Court records show Williams has an extensive criminal past.

Prior to being charged with Assad's murder Williams and Townsel were awaiting 
sentencing on another crime.

The District Attorney's declaration in support of increased bail states "a 
review of Williams' criminal history showed that she was arrested on July 27, 
2019 for strong armed robbery with Townsel."

It also notes that Williams was on post-release community supervision after 
serving time for a 2005 robbery.

It also notes that Williams and Townsel had a history with the Pechanga casino.

In November 2015, Williams was charged with grand theft for stealing another 
woman's wallet.

Investigators say another woman - who they believe was Townsel - distracted the 
victim.

Both women are now charged with murder and could face the death penalty.

Both are due back in court on for arraignment on Sept. 19.

(source: ABC News)








USA:

Attorneys for Navajo man file stay of execution



Attorneys for Lezmond Mitchell filed a motion for stay of execution with the 
U.S. Court of Appeals for the Ninth Circuit on Sept. 9.

Mitchell was convicted in 2003 for two counts of first-degree murder of Alyce 
Jim and her nine-year-old granddaughter, carjacking resulting in death, and 
multiple counts of robbery.

He was sentenced to death under the federal Death Penalty Act because of his 
conviction for carjacking resulting death.

In July, Attorney General William P. Barr directed the Federal Bureau of 
Prisons to adopt a proposed addendum to the Federal Execution Protocol, which 
cleared the way for the federal government to resume capital punishment.

Lezmond is among other death row inmates who are scheduled to be executed 
beginning in December.
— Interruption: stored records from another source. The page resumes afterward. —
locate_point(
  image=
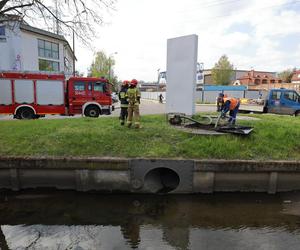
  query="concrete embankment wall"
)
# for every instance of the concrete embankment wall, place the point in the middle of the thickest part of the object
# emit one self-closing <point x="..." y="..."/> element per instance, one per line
<point x="149" y="175"/>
Mitchell’s execution date is set for Dec. 11.

His attorneys filed a motion on behalf of Mitchell in hopes he is granted a 
stay. They argue their client’s ethnicity – a Navajo Indian – as well as his 
constitutional rights, were violated.

“The government also held Mr. Mitchell in a tribal jail and repeatedly 
interrogated him, without affording him his constitutional rights,” Mitchell’s 
lawyers wrote in a statement. “It then took aggressive steps to exclude Native 
Americans from serving on his jury, and its arguments to the jury included 
comments directed against Mitchell’s Navajo heritage. Mr. Mitchell’s death 
sentence thus represents an unprecedented denigration of tribal sovereignty.”

Mitchell appealed his conviction to the U.S. Court of Appeals, Ninth Circuit, 
and in 2007, they upheld his conviction and sentence, concluding there were “no 
errors” that required a reversal.

Despite this, his lawyers say Mitchell was granted a certificate of 
appealability in April by the court that issued a briefing schedule that would 
allow their client to litigate the constitutionality of his death sentence.

“Without any prior warning, the government gave notice that it intends to 
execute Mitchell,” the motion for stay of execution read. “Mitchel respectfully 
moves this court for a stay of execution such that he may litigate his appeal 
to conclusion.”

Mitchell is the only Native American person under the federal death sentence. 
The Navajo Nation opposes the death penalty, they added.